Я залез в ванну, открыл кран. Вода текла попеременно холодная и горячая. А я, подскакивая то от ледяных струй, то от кипятка, обшаривал взглядом ванную. И, конечно же, мои дурные предчувствия подтвердились. На стеклянной полочке лежала незнакомая помада. Я помылся так быстро, как только мог, и, даже не вытершись, схватил тюбик. Покрутил: вылез столбик цвета вереска. Чья помада – той или этой. Я попытался вспомнить цвет губ Веры и Любы. Не помнил. Наверное, одинаковый.
Я вошел в комнату, раздумывая над этим странным именем Люба. Какое-то оно раскоряченное, бесстыдное и неприятно звучащее. Открыл дверь на балкон, выбросил помаду. Где-то внизу громко звякнула жесть. Прикрывая наготу, я с любопытством выглянул на улицу и увидел стоящий под балконом лимузин Мицкевича и шофера, который, задрав голову, высматривал хулигана.
Мне стало не по себе. Кинувшись обратно в комнату, я начал торопливо одеваться. Все складывается ужасно. Угораздило же этого Мицкевича явиться с залогом и кошмарным напоминанием о последних днях войны именно тогда, когда со мной стряслась беда и жизнь нагло свернула с предсказанного гороскопом пути.
Конечно, через минуту раздался звонок.

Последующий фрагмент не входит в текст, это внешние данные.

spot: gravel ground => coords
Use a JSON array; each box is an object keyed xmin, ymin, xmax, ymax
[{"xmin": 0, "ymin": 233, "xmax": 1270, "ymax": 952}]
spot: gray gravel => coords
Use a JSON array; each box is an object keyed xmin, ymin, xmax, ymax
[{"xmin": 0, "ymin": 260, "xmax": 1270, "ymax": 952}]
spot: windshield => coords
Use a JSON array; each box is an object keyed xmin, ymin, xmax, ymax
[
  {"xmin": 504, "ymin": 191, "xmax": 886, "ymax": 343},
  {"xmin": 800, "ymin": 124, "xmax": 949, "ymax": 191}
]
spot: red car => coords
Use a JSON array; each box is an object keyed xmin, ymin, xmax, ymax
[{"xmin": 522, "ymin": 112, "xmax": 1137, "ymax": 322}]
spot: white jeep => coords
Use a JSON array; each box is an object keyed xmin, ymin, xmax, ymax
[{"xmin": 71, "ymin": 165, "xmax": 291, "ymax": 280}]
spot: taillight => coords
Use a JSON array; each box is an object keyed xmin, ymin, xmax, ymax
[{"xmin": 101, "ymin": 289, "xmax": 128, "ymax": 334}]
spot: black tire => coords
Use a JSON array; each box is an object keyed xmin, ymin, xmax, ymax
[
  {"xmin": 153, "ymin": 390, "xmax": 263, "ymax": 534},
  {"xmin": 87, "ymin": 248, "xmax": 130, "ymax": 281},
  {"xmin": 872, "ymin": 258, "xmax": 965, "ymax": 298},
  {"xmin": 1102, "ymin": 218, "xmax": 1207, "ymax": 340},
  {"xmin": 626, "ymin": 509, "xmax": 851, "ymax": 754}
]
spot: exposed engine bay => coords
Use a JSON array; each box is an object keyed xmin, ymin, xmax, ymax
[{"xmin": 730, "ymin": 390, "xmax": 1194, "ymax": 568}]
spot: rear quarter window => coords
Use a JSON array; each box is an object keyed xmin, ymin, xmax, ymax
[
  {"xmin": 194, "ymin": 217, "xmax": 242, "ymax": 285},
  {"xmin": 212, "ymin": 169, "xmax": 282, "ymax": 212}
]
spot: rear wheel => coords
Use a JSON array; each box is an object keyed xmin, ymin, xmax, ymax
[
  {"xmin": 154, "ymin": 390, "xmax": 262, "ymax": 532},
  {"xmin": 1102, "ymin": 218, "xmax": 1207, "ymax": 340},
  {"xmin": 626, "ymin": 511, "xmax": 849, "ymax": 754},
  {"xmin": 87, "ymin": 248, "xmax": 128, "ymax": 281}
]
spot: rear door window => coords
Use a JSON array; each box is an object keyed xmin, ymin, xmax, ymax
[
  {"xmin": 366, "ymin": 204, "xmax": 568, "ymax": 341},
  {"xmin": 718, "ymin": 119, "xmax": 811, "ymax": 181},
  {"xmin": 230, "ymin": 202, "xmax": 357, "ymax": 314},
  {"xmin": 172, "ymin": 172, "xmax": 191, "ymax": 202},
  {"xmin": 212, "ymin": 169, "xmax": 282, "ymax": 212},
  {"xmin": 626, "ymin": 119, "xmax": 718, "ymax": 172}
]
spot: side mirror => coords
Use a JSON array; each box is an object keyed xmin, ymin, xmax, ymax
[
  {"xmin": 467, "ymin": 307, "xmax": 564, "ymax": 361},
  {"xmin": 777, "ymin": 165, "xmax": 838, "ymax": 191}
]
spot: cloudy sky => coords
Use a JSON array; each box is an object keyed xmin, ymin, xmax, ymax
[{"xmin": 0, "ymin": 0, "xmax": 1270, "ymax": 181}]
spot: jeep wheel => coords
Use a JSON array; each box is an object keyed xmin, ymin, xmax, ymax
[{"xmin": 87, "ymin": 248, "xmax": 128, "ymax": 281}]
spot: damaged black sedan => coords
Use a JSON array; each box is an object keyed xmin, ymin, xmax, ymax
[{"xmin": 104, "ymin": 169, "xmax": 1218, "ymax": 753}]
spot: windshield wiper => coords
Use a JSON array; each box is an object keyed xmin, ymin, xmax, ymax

Я поплелся к двери, как на эшафот.
Открыл; передо мной стоял шофер с лицом нашего национального героя Костюшко.
– Добрый день, – сказал он с американским акцентом.– Господин Мицкевич приглашает вас на завтрак.
– На завтрак? – Я лихорадочно придумывал предлог, чтобы отказаться. – Как некстати. У меня несколько неотложных дел.
– Господин Мицкевич настаивает. Это очень важно.
Шофер говорил требовательно, тоном, не терпящим возражений. Я неуверенно топтался на месте. Сколько у меня было пустых месяцев и лет. А теперь навалилось все разом.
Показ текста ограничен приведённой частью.